Sayın Adnan Oktar'ın 2 Mart 2018 tarihli sohbetinden önemli başlıklar

A9 TV, 2 Mart 2018

 

Afrin’de Geceli Gündüzlü Hoparlörden Anti Komünist Anlatımlar Yapılsın. Sokak Sokak Komünizmin Geçersizliği, Nasıl Bir Baskı ve Korku Rejimi Olduğu Anlatılsın

Afrin’de benim anladığım halkı da büyük bölümü komünist yapmışlar. Orada hoparlörle geceli gündüzlü propaganda yapalım, anti-komünist propaganda. Komünistleri bu moral yönden çökertir, halkı da ikna etmiş oluruz. Halkı bir kere mümkün mertebe kaçmaya teşvik edelim, bulundukları yerden kaçmaya beyaz bayrakla.
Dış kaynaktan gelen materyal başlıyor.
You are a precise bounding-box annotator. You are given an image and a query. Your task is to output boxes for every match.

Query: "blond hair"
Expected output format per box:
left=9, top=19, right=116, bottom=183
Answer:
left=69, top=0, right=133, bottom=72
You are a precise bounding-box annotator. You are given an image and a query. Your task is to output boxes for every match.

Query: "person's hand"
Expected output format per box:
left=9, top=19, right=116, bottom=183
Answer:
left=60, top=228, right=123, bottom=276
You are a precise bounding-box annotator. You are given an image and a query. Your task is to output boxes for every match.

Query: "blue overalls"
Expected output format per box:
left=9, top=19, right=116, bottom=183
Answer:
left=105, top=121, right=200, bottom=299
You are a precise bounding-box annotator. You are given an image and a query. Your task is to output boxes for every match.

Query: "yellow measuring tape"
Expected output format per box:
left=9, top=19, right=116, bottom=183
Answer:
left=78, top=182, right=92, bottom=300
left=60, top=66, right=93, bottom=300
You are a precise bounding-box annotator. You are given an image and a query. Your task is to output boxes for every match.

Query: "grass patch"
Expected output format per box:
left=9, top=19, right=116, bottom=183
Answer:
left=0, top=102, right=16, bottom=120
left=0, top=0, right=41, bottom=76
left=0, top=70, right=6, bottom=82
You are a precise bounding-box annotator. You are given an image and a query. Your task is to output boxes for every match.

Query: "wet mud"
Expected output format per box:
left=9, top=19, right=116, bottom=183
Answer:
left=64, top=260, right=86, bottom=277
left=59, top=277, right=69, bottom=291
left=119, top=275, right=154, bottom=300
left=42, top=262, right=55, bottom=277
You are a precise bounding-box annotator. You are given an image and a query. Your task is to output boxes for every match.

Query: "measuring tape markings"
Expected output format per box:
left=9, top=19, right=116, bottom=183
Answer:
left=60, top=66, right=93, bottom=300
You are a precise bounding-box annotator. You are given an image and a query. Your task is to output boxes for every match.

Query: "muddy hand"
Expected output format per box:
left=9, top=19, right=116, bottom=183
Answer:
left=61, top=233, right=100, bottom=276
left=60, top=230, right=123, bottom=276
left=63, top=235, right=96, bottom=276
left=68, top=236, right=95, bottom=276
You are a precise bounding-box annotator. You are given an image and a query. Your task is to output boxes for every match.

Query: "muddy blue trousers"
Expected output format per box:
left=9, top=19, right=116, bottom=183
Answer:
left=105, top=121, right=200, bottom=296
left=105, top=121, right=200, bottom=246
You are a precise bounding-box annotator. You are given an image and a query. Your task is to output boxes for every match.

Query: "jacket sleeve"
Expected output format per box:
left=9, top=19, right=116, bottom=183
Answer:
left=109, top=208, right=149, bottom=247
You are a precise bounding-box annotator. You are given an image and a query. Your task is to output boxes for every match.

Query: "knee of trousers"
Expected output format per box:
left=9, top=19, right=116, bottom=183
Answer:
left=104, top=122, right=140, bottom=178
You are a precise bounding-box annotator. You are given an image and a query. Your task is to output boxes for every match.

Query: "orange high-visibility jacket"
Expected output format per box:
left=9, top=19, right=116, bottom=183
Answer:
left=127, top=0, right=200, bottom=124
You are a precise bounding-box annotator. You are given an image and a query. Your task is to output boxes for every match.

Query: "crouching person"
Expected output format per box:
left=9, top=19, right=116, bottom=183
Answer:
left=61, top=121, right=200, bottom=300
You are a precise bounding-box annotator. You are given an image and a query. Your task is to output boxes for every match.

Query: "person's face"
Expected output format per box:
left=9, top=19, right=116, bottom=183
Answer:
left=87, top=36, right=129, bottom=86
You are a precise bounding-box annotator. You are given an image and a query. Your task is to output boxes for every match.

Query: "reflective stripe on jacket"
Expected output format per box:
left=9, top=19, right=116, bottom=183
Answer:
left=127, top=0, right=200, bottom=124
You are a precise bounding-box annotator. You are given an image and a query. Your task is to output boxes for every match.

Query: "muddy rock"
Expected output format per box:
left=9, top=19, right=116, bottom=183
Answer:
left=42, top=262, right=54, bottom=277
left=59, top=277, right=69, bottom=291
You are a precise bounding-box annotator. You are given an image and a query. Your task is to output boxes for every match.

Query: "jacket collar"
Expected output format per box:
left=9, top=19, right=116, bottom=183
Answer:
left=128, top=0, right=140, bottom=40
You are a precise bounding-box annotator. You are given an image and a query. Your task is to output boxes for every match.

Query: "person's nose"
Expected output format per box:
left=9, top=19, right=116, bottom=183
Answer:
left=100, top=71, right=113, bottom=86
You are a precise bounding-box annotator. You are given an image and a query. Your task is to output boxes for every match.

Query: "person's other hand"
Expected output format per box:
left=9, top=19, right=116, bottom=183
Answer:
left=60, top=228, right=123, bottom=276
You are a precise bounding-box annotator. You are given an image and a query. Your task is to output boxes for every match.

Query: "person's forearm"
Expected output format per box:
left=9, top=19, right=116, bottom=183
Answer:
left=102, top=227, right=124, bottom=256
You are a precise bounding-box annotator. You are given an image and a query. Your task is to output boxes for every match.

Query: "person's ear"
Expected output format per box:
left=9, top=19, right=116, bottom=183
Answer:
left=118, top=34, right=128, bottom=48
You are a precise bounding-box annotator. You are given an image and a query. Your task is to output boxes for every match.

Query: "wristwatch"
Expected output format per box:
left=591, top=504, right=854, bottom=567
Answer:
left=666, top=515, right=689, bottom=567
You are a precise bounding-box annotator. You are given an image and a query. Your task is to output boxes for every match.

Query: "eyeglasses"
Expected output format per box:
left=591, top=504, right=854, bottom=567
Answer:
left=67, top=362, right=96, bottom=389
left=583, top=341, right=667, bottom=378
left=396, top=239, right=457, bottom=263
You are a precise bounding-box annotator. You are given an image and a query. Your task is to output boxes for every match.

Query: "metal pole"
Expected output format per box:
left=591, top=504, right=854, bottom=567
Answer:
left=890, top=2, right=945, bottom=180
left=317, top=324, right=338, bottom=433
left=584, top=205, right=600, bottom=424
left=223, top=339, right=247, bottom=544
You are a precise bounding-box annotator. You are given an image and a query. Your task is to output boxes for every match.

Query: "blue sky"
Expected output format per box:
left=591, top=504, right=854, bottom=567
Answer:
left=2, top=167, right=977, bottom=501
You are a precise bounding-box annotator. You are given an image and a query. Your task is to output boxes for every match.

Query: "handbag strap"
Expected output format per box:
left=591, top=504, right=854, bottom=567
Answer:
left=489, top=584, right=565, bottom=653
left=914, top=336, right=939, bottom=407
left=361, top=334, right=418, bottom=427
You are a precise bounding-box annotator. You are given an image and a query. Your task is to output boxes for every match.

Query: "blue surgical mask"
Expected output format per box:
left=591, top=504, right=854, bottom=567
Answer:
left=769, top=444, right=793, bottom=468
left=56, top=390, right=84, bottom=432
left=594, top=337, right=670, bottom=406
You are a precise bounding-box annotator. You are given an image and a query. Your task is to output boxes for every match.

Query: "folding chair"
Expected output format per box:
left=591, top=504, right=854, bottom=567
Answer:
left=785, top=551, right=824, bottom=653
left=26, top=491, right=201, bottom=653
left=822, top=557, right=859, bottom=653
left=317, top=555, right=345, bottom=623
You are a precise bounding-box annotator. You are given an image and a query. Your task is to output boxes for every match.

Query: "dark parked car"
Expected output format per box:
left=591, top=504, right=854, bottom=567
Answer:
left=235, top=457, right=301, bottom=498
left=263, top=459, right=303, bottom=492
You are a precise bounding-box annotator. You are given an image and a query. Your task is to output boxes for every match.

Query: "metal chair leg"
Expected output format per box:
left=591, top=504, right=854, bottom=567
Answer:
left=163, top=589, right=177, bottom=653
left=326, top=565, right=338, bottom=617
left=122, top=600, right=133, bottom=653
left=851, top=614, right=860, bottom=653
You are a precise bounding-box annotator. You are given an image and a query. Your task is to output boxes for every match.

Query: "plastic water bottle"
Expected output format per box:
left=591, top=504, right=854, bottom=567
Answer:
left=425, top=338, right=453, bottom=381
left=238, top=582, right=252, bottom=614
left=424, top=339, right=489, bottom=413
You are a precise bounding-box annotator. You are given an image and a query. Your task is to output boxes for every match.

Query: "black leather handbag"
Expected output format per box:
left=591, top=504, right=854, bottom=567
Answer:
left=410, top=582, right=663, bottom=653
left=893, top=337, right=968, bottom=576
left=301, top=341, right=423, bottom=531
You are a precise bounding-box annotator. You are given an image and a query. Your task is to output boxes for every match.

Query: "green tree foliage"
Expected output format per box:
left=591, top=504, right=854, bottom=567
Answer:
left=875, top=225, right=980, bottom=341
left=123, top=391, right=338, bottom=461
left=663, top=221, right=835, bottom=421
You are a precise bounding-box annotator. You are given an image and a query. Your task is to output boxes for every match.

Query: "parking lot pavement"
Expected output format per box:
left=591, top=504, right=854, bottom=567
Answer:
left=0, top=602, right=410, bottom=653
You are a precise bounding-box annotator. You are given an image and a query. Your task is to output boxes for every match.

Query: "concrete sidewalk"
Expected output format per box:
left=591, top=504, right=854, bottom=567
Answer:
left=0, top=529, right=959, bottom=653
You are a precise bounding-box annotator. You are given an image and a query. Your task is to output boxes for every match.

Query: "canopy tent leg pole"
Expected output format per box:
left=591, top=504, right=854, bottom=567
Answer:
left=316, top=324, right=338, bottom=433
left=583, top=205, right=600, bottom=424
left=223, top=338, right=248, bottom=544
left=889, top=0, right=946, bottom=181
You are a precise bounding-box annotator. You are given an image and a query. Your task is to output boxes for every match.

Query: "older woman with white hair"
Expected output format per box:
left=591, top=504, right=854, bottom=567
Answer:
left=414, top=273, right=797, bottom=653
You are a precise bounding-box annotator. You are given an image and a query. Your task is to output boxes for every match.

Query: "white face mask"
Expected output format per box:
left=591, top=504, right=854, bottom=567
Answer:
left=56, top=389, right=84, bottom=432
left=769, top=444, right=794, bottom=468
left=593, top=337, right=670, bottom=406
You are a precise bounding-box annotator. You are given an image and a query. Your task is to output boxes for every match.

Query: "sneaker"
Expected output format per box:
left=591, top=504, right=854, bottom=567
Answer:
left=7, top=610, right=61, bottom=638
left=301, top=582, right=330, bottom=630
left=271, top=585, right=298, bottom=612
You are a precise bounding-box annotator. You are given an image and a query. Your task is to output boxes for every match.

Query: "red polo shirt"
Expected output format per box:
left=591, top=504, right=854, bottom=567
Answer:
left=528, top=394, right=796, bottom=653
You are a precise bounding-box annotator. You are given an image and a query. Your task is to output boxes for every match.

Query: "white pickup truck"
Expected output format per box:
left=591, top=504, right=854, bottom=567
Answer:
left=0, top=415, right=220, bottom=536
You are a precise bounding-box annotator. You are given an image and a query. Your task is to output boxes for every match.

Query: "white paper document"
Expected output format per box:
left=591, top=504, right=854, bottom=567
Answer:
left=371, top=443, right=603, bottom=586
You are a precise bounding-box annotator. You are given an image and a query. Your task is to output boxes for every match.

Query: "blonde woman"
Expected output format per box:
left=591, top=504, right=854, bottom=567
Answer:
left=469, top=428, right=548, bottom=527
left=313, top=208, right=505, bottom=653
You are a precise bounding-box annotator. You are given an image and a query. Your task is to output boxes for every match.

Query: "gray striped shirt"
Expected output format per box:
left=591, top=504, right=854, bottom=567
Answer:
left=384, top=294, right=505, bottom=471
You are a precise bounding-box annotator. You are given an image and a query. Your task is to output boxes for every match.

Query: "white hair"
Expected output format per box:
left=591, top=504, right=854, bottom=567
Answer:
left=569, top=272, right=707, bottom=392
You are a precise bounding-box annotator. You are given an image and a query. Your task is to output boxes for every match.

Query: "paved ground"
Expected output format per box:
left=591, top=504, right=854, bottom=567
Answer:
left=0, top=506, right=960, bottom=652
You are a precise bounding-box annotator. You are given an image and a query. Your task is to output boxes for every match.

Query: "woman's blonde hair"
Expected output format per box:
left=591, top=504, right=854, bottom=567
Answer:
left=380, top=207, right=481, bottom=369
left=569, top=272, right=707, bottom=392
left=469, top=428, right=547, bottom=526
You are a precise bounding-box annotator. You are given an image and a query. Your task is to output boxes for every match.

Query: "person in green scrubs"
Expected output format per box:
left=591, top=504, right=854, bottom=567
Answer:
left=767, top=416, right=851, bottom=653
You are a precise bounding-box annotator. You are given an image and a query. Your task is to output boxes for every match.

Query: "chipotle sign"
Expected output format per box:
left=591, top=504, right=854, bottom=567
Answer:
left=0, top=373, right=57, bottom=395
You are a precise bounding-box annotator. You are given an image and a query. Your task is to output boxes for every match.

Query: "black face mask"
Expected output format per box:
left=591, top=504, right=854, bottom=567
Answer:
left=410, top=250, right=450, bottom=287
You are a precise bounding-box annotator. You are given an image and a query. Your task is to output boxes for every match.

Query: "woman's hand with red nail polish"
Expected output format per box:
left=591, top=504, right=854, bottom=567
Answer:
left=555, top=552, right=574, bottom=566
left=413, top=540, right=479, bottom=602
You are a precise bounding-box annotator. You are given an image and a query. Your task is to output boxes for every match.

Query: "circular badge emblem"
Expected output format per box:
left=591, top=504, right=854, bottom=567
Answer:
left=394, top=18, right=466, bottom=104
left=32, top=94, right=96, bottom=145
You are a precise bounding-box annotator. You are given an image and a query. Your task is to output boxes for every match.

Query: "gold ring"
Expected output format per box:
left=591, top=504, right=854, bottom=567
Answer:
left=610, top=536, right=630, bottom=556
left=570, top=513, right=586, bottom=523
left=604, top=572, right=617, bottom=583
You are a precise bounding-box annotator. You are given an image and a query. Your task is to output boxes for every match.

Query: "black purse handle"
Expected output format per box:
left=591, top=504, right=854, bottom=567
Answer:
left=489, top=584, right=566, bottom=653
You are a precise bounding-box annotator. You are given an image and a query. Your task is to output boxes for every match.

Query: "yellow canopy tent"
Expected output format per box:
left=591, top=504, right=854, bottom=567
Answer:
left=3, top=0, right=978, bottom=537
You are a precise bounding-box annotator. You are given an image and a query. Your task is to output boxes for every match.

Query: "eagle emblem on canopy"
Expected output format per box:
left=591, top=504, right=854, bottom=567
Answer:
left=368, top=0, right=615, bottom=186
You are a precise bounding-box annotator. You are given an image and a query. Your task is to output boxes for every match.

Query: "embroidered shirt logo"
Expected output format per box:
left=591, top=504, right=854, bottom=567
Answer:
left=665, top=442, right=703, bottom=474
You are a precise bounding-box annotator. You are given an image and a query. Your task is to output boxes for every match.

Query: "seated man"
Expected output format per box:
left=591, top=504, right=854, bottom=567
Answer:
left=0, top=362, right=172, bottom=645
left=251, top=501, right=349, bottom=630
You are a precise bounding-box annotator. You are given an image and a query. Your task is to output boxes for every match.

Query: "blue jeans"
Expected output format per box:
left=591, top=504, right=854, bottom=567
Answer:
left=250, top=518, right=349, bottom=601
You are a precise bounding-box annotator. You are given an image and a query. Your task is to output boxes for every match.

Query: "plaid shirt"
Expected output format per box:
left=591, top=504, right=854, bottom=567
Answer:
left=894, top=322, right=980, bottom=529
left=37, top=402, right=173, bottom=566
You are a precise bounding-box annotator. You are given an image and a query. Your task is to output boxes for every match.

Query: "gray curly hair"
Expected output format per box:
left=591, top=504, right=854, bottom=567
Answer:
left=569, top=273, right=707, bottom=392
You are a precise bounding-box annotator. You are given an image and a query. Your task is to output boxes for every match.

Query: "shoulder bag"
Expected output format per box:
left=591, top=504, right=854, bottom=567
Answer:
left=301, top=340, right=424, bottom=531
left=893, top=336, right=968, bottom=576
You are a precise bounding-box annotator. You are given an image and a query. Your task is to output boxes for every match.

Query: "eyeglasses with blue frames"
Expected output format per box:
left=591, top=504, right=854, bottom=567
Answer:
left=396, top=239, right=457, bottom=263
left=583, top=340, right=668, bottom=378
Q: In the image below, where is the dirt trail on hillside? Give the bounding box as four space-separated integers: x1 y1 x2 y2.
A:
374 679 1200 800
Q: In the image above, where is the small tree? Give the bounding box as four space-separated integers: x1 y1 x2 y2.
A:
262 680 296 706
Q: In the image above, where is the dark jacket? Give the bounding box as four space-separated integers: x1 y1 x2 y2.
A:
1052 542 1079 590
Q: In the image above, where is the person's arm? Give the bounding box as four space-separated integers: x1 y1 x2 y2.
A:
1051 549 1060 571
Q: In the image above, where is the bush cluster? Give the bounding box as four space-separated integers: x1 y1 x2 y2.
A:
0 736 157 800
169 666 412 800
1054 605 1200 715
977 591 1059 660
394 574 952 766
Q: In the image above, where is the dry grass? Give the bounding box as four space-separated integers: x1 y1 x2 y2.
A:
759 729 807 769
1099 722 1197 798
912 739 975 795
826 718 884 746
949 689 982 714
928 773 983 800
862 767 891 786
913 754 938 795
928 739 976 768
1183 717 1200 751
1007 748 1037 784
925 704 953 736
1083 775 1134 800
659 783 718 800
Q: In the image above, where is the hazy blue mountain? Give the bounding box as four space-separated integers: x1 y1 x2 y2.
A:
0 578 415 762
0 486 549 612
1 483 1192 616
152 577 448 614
Beyaz herhangi bir şeyle kaçmaya teşvik edelim bir. İkincisi komünizmin nasıl berbat bir şey olduğunu anlatalım. Üçüncüsü baskıyla bunu elde ettiklerini anlatalım. Çünkü kapalı kadınlar falan komünist olmuş başörtülü kadınlar, olacak iş değil. Açık genç kızlar da var ama hiç PKK’yla alakası olacak adamlar değil. Ellerine silah vermişler sokağa dökmüşler. Belli ki zorla yapılmış. Dolayısıyla bunların yaptığı oyunları bozacak esaslı bir propagandayı geceli gündüzlü hoparlörden yapalım. Afrin’de, Afrin şehir merkezinin etrafını saralım, geceli gündüzlü hoparlörle propaganda yapalım. Tabii. Halka da çözüm yolu gösterelim, yani kaçmak için yol gösterelim. Ve komünistlere karşı direnmeleri, bunların bir oyun olduğunu, onları kurtarmak için geldiğimizi. Orada bizim istediğimiz şeyin katliam şu bu falan değil onları sağ salim kurtarmak olduğunu söyleyelim. PKK’yı da biz yakalayıp hapse atmak istiyoruz. Asıl amacımız bu, müebbet hapis. Ama direnir de bize kurşun sıkmaya kalkarsa tabii ki kendimizi koruruz. Ne yapacağız yani? Değil mi, “gel devam et” diyecek halimiz yok. Tabii ki kendimizi koruyacağız. Ama asıl amaç orada herkesi kurtarmak, sivil halkı kurtarmak, PKK’lıları da yakalayıp hapse atmak. Buradaki bizim amacımız, isteğimiz bu. Yani yaptıklarına yapacaklarına bin pişman etme bu, benim kastettiğim budur.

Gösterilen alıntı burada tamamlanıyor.